While sectoral margins have compressed over the past year, select banks have further raised rates, mainly for short-term deposits amid tight liquidity conditions, said Nitin Aggarwal, research analyst at Motilal Oswal. “This, coupled with a slight moderation in weighted average lending rate for the system, mainly public sector banks, points to the continued pressure on sector margins in the near term,” he said.
Emkay Global Financial Services expects banks’ pre-provisioning operating profit to record sluggish growth of 4% on-year in the June quarter, and 4% lower sequentially, mainly due to lower margins and higher operational costs, especially for private sector lenders. “Overall net profit growth is likely to be subpar at about 8% year-on year (and a 3% dip quarter-on-quarter), and we expect the first quarter to be a soft quarter,” said Anand Dama, an analyst at Emkay.He expects public sector banks to be relatively better off with net profit growth at 14% y-o-y vs 8% for private peers, backed by limited margin contraction, trading gains, lower staff cost and contained credit cost.
Motilal Oswal differed on this count, expecting private banks to report earnings growth of 15.6%, ahead of public sector banks’ 11.5% increase.
The brokerage forecast State Bank of India to report net profit at Rs 16,860 crore in the fiscal first quarter, almost unchanged from Rs 16,884 crore a year earlier. Net profit at Punjab National Bank is predicted to surge nearly 140% to Rs 3,010 crore.

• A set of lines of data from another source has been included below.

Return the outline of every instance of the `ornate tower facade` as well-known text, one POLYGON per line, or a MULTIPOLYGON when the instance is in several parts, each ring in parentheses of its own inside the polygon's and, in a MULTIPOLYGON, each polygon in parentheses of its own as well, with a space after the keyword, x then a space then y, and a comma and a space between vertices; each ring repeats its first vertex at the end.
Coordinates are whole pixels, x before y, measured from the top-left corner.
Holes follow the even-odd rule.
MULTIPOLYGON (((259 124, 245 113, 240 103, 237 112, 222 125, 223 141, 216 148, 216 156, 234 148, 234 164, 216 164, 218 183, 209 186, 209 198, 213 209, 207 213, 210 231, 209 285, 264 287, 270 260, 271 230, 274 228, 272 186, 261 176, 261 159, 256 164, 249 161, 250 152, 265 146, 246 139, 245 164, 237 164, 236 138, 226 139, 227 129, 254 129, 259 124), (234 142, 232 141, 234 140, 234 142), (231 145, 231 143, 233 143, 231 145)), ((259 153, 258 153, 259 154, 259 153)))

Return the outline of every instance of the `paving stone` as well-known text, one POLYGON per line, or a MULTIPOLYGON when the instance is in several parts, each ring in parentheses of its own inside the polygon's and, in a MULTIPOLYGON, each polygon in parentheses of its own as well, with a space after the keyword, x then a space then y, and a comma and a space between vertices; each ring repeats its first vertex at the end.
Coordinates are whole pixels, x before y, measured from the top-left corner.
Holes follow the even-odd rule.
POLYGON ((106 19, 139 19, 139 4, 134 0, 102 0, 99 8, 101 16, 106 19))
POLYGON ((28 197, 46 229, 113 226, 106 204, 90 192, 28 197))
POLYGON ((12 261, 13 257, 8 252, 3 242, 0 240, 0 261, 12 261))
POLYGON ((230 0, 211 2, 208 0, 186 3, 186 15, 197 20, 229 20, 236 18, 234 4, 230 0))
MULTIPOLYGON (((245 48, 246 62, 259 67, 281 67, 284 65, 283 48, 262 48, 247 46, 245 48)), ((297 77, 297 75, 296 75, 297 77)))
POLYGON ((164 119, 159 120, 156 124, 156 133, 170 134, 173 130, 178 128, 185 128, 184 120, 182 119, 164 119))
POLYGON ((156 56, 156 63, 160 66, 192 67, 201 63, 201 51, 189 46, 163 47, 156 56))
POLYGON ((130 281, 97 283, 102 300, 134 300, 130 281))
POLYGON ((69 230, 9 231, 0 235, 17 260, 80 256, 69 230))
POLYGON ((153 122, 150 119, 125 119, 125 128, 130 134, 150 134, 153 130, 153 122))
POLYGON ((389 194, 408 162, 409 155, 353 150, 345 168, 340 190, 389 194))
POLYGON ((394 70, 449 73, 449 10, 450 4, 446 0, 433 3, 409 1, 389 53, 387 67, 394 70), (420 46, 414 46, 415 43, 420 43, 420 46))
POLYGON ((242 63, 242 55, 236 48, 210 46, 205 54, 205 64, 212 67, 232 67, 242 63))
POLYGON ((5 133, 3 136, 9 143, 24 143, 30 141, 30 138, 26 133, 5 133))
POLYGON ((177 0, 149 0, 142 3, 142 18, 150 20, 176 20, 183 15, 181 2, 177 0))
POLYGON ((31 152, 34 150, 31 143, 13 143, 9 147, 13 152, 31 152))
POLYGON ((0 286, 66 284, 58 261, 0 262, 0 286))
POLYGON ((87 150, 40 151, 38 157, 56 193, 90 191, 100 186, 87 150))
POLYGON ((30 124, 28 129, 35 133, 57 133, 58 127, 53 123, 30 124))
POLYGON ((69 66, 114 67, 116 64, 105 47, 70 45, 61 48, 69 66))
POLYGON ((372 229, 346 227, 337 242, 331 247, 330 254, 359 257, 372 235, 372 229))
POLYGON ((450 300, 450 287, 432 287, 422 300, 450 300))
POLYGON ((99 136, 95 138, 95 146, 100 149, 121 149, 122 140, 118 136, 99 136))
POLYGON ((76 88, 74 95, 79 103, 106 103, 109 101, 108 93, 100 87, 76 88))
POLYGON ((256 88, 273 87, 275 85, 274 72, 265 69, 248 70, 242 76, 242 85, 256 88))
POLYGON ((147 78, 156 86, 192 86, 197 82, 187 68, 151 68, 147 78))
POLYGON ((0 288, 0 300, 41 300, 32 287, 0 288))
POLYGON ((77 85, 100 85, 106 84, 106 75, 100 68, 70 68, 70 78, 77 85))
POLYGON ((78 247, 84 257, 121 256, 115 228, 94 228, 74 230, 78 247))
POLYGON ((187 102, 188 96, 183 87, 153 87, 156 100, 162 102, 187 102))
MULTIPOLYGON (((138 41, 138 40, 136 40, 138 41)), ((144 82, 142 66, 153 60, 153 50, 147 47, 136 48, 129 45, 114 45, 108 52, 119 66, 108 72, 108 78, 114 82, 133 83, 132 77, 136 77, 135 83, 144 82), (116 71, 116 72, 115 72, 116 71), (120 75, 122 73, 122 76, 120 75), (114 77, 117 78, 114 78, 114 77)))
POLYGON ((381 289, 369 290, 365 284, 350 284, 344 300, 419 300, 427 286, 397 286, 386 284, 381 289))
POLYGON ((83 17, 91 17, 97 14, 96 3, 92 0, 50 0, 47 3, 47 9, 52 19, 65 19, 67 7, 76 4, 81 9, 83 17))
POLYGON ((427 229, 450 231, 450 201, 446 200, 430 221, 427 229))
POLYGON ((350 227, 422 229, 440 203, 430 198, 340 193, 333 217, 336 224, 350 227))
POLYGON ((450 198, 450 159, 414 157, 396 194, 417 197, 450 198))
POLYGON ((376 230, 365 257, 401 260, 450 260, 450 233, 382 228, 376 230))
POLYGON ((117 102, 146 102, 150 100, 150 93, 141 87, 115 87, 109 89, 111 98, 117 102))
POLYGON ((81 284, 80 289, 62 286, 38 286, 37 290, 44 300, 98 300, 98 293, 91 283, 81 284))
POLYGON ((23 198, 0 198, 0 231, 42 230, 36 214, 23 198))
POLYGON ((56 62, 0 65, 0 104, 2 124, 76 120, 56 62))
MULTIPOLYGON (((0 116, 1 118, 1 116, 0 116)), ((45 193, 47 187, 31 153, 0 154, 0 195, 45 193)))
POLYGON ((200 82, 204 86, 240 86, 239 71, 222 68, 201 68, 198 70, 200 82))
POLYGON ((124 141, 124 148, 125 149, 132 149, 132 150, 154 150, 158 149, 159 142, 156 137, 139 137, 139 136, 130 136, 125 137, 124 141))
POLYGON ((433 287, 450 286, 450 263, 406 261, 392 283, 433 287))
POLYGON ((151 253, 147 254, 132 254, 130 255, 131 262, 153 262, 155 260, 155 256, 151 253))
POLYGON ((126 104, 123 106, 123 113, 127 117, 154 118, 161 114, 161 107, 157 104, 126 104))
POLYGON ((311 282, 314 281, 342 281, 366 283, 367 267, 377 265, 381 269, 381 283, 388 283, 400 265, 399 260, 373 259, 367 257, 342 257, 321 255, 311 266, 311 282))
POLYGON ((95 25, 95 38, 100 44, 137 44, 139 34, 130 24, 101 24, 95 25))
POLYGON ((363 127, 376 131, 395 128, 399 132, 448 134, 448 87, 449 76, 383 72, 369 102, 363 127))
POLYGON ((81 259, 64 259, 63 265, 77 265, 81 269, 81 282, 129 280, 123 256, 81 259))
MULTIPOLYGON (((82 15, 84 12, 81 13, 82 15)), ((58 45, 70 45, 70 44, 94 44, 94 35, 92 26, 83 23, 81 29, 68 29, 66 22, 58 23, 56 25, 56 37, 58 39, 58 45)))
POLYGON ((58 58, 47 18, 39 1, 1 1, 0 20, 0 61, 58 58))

Among private lenders, HDFC Bank leads the pack with a projected 29% rise in net profit at Rs 15,460 crore. The bank’s margin is expected to remain under pressure in the near term, as deposit mobilisation may take some time before funding cost normalises and borrowings are replaced by lower cost deposits, Motilal Oswal said.
“Treasury performance is likely to remain healthy, underpinned by a decline in bond yields and buoyant capital markets. We also expect an improvement in common equity tier 1 (CET 1) for select PSBs, backed by the revised investment regulations,” it said.
The new investment classification norms, effective from April 1, require banks to recognise net notional gains or losses on available for sale (AFS) portfolio via AFS reserve. This move will reduce any volatility in profitability as notional losses need not be recognised via profits and losses, whereas notional gains parked in AFS reserve will be allowed to be included in CET 1 capital.